Industrial, o ex-deputado estadual Zuza foi condenado por omitir bens na sua declaração de imposto de renda. A pena ainda foi aumentada em razão do elevado valor sonegado, que causou grave dano à coletividade (art. 1º, I, c/c art. 12, I, ambos da Lei nº 8.137/90).

Em 2008, Zuza foi condenado pela Justiça Federal em Marília/SP a 6 (seis) anos e 8 (oito) meses de reclusão, em regime semiaberto, pela prática de crime de sonegação fiscal. Em 2012 o TRF da 3ª Região manteve a sua condenação, mas reduziu a pena para 3 (três) anos e 3 (três) meses de reclusão, também em regime semiaberto. O réu interpôs recursos ao Superior Tribunal de Justiça e ao Supremo Tribunal Federal, todos negados.

Após o trânsito em julgado da condenação, ocorrido em 30 de março de 2016, foi expedido mandado de prisão, em junho do mesmo ano.

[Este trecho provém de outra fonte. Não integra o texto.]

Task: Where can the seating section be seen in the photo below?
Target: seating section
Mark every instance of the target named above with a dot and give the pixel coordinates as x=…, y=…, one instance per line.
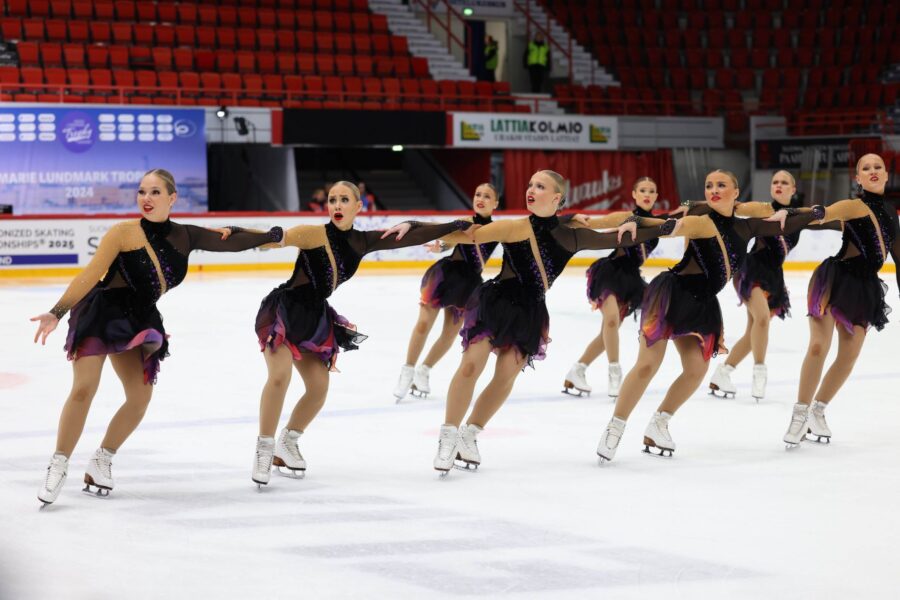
x=736, y=57
x=291, y=53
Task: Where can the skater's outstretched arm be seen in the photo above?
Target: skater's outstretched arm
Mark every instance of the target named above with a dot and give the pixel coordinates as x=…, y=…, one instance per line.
x=417, y=234
x=240, y=239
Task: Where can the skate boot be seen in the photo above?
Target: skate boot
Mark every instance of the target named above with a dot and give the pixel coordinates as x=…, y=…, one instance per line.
x=817, y=424
x=56, y=477
x=405, y=382
x=615, y=380
x=262, y=466
x=796, y=432
x=467, y=447
x=99, y=473
x=760, y=375
x=447, y=442
x=421, y=387
x=287, y=454
x=576, y=381
x=720, y=384
x=609, y=442
x=657, y=435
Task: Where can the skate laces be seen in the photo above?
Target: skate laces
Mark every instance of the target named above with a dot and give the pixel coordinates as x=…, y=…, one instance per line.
x=104, y=464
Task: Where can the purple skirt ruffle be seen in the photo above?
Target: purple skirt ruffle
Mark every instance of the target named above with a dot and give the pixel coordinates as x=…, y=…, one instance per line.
x=111, y=321
x=448, y=284
x=617, y=277
x=850, y=291
x=509, y=316
x=304, y=322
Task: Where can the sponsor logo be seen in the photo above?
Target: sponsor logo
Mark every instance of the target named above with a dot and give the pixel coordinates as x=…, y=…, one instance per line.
x=78, y=132
x=471, y=132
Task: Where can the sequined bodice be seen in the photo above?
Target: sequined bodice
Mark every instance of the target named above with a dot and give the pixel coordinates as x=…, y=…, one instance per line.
x=862, y=233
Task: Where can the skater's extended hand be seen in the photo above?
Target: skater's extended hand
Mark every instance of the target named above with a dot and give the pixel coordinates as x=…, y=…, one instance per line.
x=780, y=216
x=400, y=229
x=48, y=323
x=630, y=227
x=581, y=219
x=225, y=232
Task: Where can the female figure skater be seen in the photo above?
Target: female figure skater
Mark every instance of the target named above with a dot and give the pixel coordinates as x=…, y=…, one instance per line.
x=760, y=286
x=117, y=317
x=297, y=328
x=508, y=315
x=681, y=305
x=615, y=287
x=845, y=294
x=447, y=284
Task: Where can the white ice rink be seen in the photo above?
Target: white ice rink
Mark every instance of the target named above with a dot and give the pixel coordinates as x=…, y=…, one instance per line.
x=732, y=515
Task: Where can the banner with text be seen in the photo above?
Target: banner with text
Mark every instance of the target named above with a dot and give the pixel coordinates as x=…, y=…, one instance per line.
x=597, y=180
x=547, y=132
x=90, y=160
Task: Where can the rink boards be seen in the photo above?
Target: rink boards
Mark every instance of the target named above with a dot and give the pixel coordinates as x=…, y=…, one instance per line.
x=47, y=246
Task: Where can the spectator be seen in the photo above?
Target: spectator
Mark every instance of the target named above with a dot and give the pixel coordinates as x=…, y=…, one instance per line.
x=490, y=58
x=317, y=201
x=537, y=61
x=367, y=197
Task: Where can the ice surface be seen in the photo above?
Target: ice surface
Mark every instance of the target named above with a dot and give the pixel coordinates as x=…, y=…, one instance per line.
x=732, y=515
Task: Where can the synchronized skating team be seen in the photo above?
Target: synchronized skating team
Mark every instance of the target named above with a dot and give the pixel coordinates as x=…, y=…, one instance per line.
x=112, y=306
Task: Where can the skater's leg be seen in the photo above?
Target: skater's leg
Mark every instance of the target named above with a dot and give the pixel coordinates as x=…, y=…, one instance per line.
x=639, y=377
x=86, y=378
x=427, y=316
x=315, y=379
x=759, y=335
x=742, y=347
x=610, y=332
x=849, y=347
x=129, y=367
x=448, y=335
x=821, y=330
x=693, y=370
x=462, y=386
x=509, y=365
x=278, y=365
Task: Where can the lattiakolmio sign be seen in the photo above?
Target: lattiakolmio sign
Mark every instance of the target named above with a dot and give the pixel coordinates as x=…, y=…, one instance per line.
x=546, y=132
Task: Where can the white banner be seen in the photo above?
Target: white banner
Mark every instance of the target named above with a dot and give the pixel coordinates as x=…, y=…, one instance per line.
x=544, y=132
x=60, y=243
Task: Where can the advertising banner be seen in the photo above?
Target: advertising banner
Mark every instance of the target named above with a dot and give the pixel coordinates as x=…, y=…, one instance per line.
x=90, y=160
x=546, y=132
x=597, y=180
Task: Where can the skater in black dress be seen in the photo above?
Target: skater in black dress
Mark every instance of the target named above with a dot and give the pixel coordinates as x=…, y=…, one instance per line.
x=446, y=285
x=615, y=287
x=681, y=305
x=112, y=306
x=508, y=315
x=847, y=296
x=297, y=327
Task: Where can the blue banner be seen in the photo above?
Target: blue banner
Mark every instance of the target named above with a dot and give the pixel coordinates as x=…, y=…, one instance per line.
x=90, y=160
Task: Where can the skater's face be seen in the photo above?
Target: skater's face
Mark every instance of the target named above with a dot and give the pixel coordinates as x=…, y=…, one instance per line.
x=645, y=194
x=721, y=192
x=871, y=173
x=543, y=195
x=154, y=200
x=783, y=187
x=343, y=206
x=485, y=201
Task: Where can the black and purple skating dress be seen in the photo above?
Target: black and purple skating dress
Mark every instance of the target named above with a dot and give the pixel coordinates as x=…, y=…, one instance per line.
x=847, y=284
x=141, y=260
x=619, y=275
x=449, y=282
x=297, y=314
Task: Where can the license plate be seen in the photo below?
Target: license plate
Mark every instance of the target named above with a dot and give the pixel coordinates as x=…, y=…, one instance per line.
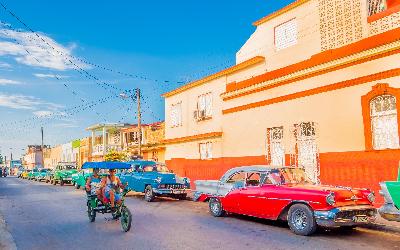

A Polícia Federal não conseguiu cumprir a ordem de prisão e considerou ZUza fugitivo. Chegou a articular sua inclusão na relação internacional de procurados da Interpol.

Segundo a decisão de Marins, o ex-deputado estadual não poderia mais ser preso, pois o direito do Estado executar a pena atribuída a Massih teria se esgotado (prescrito) em setembro de 2016, ou seja, 8 (oito) anos após o prazo para que a procuradoria recorresse da sentença condenatória de primeira instância. O MPF não recorreu da decisão de 2008, pois entendeu adequada a pena aplicada.

O procurador diz no recurso enviado ao Tribunal que o prazo de prescrição deve ser contado a partir de 30 de março de 2016, isto é, quando não era mais cabível nenhum recurso pela defesa, momento a partir do qual tornou-se possível executar a pena imposta ao réu.